More importantly, AI is better at deciding what restaurants matter. When someone asks ChatGPT "where should I eat if I want great service and good cocktails," ChatGPT isn't just keyword-matching. It's understanding intent. It's finding restaurants that actually fit what they're looking for.
Your restaurant's website needs to answer all those hidden questions, not just one.
The restaurant owner who understands this wins. The one who doesn't gets buried.
The Problem With Your Current Website
Most restaurant websites are built for people, not for AI. They look good, they have pretty photos, they tell a nice story. But they don't answer the fragmented questions that AI is asking on behalf of your customers.
Here's what's usually missing:
You're not describing what makes you different from multiple angles. Your website might say "fine dining Italian" once. But someone asking "where should I eat for a special occasion" needs to find you. Someone asking "best Italian for groups" needs different language. Someone asking "Italian restaurants with outdoor seating" needs that too. Your website probably doesn't speak to all three.
You're not using the language people actually use when they ask AI. When people talk to AI, they're conversational. They ask questions. "Do you have vegetarian options?" "Can I make a reservation?" "What's the vibe like?" Your website probably has a standard menu and reservation system. It's not written as answers to questions.
You're not showing up for the supporting searches. If someone's deciding between Italian restaurants, they might search for "Italian restaurants with wine lists" or "authentic Italian pasta near Boston" or "romantic Italian dinner Boston." These aren't on your radar. But they're what the AI is searching for.
The Competitive Reality
Here's what's happening right now: some restaurants are already dominating AI search. Others have no presence at all.
The restaurants winning are the ones with detailed, specific content that answers the full range of questions their customers are asking AI. They're showing up for the main query and all the hidden sub-queries.
Your competitor across the street? They might be winning three of those five searches. You might be winning zero.

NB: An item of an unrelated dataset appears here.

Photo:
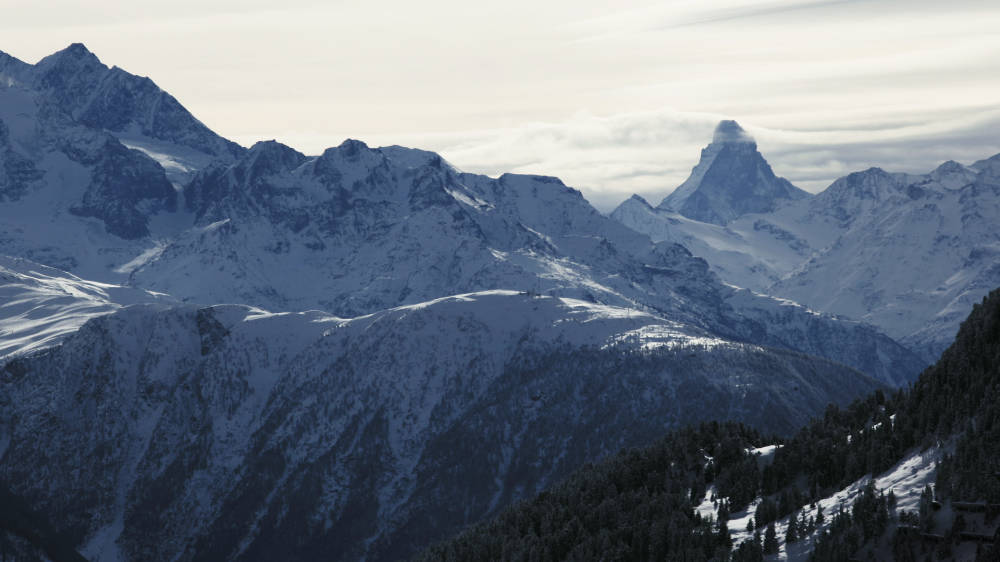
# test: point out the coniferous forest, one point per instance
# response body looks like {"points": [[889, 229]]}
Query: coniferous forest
{"points": [[640, 504]]}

You don't even know it's happening because you're still tracking Google rankings for one keyword.
This Is an Opportunity, Not Just a Threat
Here's the good news: most restaurants haven't figured this out yet. The owner who moves first wins.
Right now, if your restaurant is genuinely good, you can dominate AI search in your category because most of your competitors haven't optimized for it. They're still thinking about Google rankings from 2015.

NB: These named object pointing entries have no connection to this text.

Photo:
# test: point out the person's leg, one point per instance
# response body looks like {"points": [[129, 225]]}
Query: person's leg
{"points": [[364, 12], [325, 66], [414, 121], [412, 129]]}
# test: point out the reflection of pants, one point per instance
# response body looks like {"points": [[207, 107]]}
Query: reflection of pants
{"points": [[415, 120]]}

But that window is closing fast.
The restaurants optimizing for query fan-out right now are going to own the AI search results in Boston for the next two years. Everyone else will be invisible, watching customers find their neighbors instead.
What This Means for You
This isn't about overhauling your website or hiring a new agency. It's about being strategic with the content you already have.
It means:
- Writing descriptions that answer specific customer questions, not just listing features
- Making sure different aspects of your restaurant (ambiance, food quality, service, value) are clearly articulated throughout your site
- Showing up for the things people actually ask AI about (not just the fancy tagline you wanted)
- Giving AI systems multiple ways to describe and position your restaurant
The restaurants that nail this will get found. The ones that don't will continue to wonder why their phone isn't ringing.
Part Two: How to Win
This is the wake-up call. In the next post, we're breaking down exactly what we do to optimize restaurants for query fan-out—the specific framework we use with our clients to make sure their restaurant shows up for every question an AI customer might ask.
But first, audit yourself: Do a search in ChatGPT or Perplexity for restaurant recommendations in your area. See who shows up. Then look at those winners' websites. Notice how they describe what they do. That's what query fan-out optimization looks like.
If you're not in those results, you need to be.